I remember coming back from one of the regular summer barbeques by the river late one evening. It was getting dark and 15 or 20 figures were silhouetted on the sea wall against the darkening sky, like marionettes in a shadow theatre. Figures carrying boxes and bags and pushing bicycles and pushchairs, all laden down with the necessary equipment for the evenings barbeque. A friend who was visiting at the time remarked that it was “.. like something out of a Thomas Hardy novel”.
Yesterday’s wedding in the village was a bit like that too. Take away the modern equipment and utilities and the spirit is the same. The branching tree of individuals, relationships and events still feeds upwards and downwards to give life to the community as a whole.
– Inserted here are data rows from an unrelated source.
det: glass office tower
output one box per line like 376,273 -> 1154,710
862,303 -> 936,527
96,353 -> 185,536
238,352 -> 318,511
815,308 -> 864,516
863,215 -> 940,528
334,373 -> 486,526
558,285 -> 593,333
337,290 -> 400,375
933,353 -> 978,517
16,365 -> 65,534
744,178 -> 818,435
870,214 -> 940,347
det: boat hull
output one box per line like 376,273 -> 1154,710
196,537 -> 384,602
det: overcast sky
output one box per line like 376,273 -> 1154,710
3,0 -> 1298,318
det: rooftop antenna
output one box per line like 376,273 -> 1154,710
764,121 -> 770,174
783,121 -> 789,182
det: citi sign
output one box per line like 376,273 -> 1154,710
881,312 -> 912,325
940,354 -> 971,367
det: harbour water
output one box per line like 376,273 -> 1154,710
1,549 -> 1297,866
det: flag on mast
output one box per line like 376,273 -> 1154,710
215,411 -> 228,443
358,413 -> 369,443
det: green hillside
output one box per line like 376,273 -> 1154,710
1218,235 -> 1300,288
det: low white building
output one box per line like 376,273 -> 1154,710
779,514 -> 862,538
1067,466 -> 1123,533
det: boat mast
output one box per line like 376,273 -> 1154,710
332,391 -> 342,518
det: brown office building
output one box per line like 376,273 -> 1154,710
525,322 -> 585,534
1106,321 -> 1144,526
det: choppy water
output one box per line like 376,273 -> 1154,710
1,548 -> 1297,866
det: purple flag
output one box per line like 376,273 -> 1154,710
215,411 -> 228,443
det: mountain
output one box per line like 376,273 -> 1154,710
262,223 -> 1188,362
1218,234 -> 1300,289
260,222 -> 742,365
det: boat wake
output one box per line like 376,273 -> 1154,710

Take away the speakers in the church grounds for those of us who could not get into the church and there is no difference to those who stood before us 100, 200, or even 400 years ago. Most of the men had beers in their hands, after all it was the local landlord getting married, people were coming and going during the service, children played and conversations continued, despite the service being played out from inside.
Festivities continued in the pub afterwards, during which all the speeches were made, amidst friendly cat-calling and calls for the important people who figured in this event. A huge feast was provided and there was free beer and wine. A convivial atmosphere abounded with groups of friends and acquaintances brought together in one common goal; to wish the new bride and groom a long and happy life together.
I have a commonality with others who stood before me. I have a place I share with others and where I feel I truly live. This is what makes me feel that I belong here.